Para Odilon Aguiar, a isenção do tributo é essencial no Procedes, tendo em vista o ainda elevado custo de implantação de usinas de geração de energia solar. De acordo com ele, esse prazo de isenção é importante para que o consumidor que opte por instalar uma unidade geradora em casa ou na fábrica, ou o investidor, tenha tempo de compensar o investimento realizado.

Compensação
Aguiar ressalta ainda, que, se por um lado, o Estado perderá receitas de ICMS na conta de energia com o consumidor gerando a sua própria fonte energética e podendo, inclusive, lançar o excedente na rede de distribuição da Coelce, por outro lado, os recursos economizados serão destinados ao consumo.

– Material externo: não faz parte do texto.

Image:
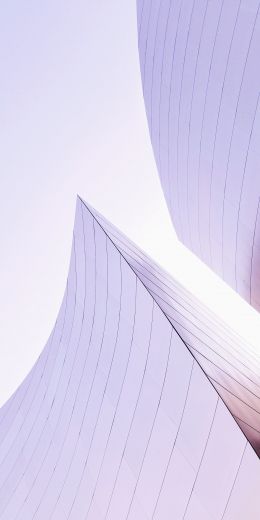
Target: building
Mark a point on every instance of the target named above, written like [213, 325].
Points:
[201, 84]
[118, 419]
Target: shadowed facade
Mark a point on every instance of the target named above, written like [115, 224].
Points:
[117, 420]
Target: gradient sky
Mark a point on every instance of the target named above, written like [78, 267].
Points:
[73, 121]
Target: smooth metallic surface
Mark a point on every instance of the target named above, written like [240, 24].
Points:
[201, 82]
[117, 420]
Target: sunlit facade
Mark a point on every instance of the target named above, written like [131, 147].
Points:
[117, 419]
[201, 83]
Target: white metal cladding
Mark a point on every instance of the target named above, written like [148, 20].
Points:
[201, 81]
[117, 420]
[231, 364]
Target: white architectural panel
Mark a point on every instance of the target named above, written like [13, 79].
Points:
[201, 82]
[117, 420]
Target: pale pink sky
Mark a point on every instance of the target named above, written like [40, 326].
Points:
[73, 121]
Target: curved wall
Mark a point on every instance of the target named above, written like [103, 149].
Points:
[117, 420]
[201, 81]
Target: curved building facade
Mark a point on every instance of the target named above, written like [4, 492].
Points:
[201, 82]
[117, 419]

Isso, realimenta outros setores da economia, que também recolhem ICMS. Além do quê, frisa Aguiar, o Procedes abre espaço, cria as condições para que novas empresas geradoras de energia se instalem no Ceará, gerando empregos, renda e novos tributos.

FDS
Para fomentar o Procedes, o projeto de indicação prevê ainda, a criação do Fundo de Desenvolvimento Sustentável do Ceará (FDS), cuja finalidade será financiar empreendimentos inseridos nas cadeias produtivas da eficiência energética, de tratamento de resíduos sólidos e líquidos urbanos, rurais e industriais, bem como atividades de ensino, pesquisa, extensão, estudos e projetos diretamente vinculados aos fins do programa.
Pelo projeto, o FDS será alimentado por 0,25% do faturamento mensal do empreendimento beneficiado com a isenção do ICMS; por dotações orçamentárias do Estado, contribuições, repasses de fundos nacionais e internacionais; de convênios com instituições públicas, privadas e multilaterais; além de doações, legados e outros recursos a ele destinados.



Alívio no bolso

Ontem, o deputado Estadual Danniel Oliveira apresentou um projeto de lei na Assembleia Legislativa, propondo a redução do ICMS cobrado nas tarifas de energia elétrica, durante os meses de bandeira amarela e vermelha. O objetivo do projeto é reduzir o valor cobrado à população e das empresas e aliviar o bolso do consumidor.
Ele ressaltou que no Ceará, o ICMS incidente sobre energia elétrica é de 27%, uma das maiores alíquotas do Brasil. Portanto, propôs uma redução para 17%, igualando com a alíquota cobrada aos demais produtos.
Oliveira explicou que a proposta não prevê a redução definitiva do imposto. “Duraria nesse período difícil de estiagem e de dificuldade na produção de energia”, defende o parlamentar.